Long-term outcomes and prognostic markers in gallbladder cancer.

Cancer-related inflammation and systemic inflammatory markers have been widely recognized as an essential part in tumor multiplication, invasion, and metastasis of tumor cells. This study aimed to estimate and compare the prognostic value of various biomarkers on overall survival (OS) in patients with gallbladder cancer patients.We performed a retrospective study of 159 patients received different therapies in West China Hospital from 2009 to 2014. The preoperative biomarker data, including neutrophil-lymphocyte ratio (NLR), platelet-lymphocyte ratio (PLR), monocyte-lymphocyte ratio (MLR), lactate dehydrogenase, and alkaline phosphatase, as well as other clinical information, were obtained from electronic record. And the receiver operating characteristic curves were used to analyze the optimal cut-off values of them. Kaplan-Meier survival analysis and Cox proportional hazard model analysis were applied to evaluate the association between markers and OS.The optimal cut-off value was 4.39 for NLR, 181.85 for PLR, 0.30 for MLR, and 3.02 for carcinoembryonic antigen (CEA). Kaplan-Meier analysis and univariate Cox analysis both demonstrated the significant prognostic value of NLR, MLR, and CEA. However, PLR failed to be a significant predictor of OS. The multivariate Cox analysis showed that preoperative NLR and CEA were independent prognostic factors for OS.Advanced tumor/node/metastasis stage, enhanced pretherapeutic NLR, and CEA were significantly associated with worse OS of gallbladder cancer patients. Furthermore, NLR was a better prognostic factor than CEA in advanced T (T3-T4) stage patients, while CEA was better for early T (T1-T2) stage, early N (N0-N1) stage, and early M (M0) stage patients.

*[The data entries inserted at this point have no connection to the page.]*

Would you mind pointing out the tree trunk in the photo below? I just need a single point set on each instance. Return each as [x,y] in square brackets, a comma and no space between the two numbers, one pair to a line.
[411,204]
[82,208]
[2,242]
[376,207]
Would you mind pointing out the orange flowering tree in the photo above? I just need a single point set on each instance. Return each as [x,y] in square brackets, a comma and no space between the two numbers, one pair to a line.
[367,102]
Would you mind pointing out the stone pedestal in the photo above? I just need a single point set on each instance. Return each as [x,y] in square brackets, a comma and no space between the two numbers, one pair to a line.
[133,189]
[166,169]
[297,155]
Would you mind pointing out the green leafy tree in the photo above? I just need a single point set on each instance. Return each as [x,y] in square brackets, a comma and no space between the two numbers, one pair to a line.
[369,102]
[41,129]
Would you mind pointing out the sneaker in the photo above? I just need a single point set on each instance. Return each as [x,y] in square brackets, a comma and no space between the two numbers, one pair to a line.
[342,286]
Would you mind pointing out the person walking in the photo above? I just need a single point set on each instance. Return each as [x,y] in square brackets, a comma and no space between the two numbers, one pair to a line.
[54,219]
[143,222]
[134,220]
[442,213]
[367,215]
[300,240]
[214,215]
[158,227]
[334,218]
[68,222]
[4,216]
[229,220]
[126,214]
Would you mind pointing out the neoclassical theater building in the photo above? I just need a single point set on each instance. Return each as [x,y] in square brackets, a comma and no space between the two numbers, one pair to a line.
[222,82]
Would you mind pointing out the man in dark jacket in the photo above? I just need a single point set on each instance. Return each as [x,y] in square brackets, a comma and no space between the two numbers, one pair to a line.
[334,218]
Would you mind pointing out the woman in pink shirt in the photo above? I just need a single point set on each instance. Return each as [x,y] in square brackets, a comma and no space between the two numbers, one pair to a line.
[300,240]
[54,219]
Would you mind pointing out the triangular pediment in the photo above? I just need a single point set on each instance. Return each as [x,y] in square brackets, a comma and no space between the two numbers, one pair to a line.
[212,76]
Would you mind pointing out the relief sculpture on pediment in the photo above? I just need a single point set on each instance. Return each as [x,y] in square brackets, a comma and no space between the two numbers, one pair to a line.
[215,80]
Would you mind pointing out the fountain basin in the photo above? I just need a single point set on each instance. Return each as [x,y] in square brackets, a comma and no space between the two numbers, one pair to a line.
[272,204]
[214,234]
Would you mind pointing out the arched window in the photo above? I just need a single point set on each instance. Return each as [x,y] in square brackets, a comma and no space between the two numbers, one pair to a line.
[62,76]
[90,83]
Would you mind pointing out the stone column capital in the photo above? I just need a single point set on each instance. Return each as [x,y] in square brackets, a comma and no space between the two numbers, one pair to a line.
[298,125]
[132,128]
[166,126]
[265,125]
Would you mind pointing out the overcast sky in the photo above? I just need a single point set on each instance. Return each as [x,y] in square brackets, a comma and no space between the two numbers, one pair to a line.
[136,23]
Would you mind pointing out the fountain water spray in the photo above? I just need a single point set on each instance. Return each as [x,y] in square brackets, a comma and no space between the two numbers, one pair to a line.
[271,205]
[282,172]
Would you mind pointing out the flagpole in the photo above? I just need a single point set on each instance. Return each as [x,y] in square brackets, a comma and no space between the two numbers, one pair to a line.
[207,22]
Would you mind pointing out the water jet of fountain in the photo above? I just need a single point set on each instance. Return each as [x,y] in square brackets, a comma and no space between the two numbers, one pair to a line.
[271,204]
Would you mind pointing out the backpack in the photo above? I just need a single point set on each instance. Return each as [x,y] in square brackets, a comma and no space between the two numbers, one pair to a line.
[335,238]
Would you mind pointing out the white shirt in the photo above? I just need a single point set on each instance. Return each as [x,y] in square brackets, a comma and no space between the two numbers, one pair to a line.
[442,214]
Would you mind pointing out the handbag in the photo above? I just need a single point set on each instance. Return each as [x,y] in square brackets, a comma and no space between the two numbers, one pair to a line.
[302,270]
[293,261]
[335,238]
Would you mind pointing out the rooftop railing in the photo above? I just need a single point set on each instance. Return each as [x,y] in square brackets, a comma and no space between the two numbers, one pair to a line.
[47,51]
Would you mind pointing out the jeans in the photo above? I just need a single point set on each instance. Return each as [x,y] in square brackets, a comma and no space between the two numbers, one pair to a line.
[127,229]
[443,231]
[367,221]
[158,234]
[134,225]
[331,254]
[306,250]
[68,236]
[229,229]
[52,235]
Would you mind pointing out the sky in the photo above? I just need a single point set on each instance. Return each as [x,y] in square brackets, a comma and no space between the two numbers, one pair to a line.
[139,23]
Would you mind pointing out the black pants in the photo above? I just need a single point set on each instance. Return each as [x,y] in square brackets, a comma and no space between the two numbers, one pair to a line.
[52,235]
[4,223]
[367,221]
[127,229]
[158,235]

The prognostic value of preoperative inflammatory indexes in gallbladder carcinoma with hepatic involvement.

BACKGROUND: Neutrophil-Lymphocyte Ratio (NLR) and Platelet-Lymphocyte Ratio (PLR) have been considered as indicators for prognosis in various cancers. However, the prognostic values of NLR and PLR have never been tested in gallbladder carcinoma (GBC) with hepatic involvement. OBJECTIVE: The aim of the current study was to assess the prognostic significance of NLR, PLR, and other candidate biomarkers in GBC with liver involvement. METHODS: Receiver operating characteristic (ROC) curve analyses were utilized to pinpoint the cut-off values for NLR, PLR, and Monocyte-Lymphocyte Ratio (MLR). Univariate analyses were employed to estimate the impact of NLR, PLR, MLR, and other inflammatory indexes on median survival. Multivariate analyses were used to verify the independent prognostic predictors. RESULTS: Eighty four patients were enrolled from 2009 to 2017. The cut-off values for NLR, PLR, and MLR were 3.20, 117.75, and 0.25, respectively. Univariate analyses revealed that TNM stage, NLR, PLR, MLR, lactate dehydrogenase, alkaline phosphatase, and carcinoembryonic antigen were significantly associated with decreased survival in GBC with hepatic involvement. Advanced TNM stage (P< 0.001) and elevated preoperative NLR (P= 0.002) were significantly associated with lower median survival periods, as revealed by multivariate analyses. CONCLUSIONS: These findings suggest that preoperative NLR may be an independent prognostic factor in evaluating prognosis in GBC with liver involvement.